Long COVID: Scoperti specifici marcatori ematici legati ai sintomi neuropsichiatrici

Un recente studio ha identificato alcuni biomarcatori specifici legati ai sintomi neuropsichiatrici derivanti dall'infezione da COVID-19, offrendo un contributo essenziale per la diagnosi e il trattamento del Long COVID.
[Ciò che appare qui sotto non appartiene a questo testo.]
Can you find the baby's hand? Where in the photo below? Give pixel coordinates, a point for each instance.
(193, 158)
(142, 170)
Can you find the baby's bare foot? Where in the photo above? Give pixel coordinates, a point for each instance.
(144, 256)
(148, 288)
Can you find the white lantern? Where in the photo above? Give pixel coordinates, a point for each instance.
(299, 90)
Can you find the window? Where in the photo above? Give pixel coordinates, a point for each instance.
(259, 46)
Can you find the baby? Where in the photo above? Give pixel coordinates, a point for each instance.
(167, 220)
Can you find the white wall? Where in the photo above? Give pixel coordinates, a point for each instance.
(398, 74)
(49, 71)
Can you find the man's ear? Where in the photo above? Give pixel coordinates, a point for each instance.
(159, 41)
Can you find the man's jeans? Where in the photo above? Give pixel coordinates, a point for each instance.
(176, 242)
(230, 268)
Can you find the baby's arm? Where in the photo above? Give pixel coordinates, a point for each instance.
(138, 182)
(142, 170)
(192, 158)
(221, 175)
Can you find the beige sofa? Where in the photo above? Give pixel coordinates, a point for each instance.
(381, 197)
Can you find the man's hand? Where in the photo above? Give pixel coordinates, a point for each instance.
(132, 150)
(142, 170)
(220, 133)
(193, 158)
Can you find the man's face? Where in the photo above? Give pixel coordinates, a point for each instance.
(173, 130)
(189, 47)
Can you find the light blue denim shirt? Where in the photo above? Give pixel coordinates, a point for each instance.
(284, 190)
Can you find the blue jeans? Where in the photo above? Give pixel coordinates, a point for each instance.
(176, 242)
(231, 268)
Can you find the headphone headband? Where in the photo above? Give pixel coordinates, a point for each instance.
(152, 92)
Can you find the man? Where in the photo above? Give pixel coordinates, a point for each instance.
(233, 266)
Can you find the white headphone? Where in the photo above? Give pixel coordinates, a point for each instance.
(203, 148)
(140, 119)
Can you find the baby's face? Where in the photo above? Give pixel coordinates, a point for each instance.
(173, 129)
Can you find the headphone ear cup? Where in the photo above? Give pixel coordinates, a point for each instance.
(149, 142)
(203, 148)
Leggi i risultati dello studio!

Cos'è il Long COVID?

Il Long COVID è una sindrome caratterizzata da sintomi persistenti o di nuova insorgenza che possono durare anche per molti mesi dopo l'infezione acuta da SARS-CoV-2. Alcuni tra i sintomi più comuni tra i pazienti con Long COVID sono:

  • Affaticamento

  • Respiro corto

  • Disturbi cognitivi

  • Anomalie del ritmo cardiaco

  • Disturbi del sonno

  • Dolori muscolari e articolari

I ricercatori stimano che tra il 10% e il 30% delle persone infettate dal virus SARS-CoV-2 sviluppi sintomi COVID prolungati ― un rischio che sembra essere meno probabile tra le persone vaccinate. Alla data odierna, secondo un recente rapporto del Government Accountability Office degli Stati Uniti, fino a 23 milioni di persone solamente negli Stati Uniti potrebbero già essere afflitte da problemi di salute cronici causati dall’infezione.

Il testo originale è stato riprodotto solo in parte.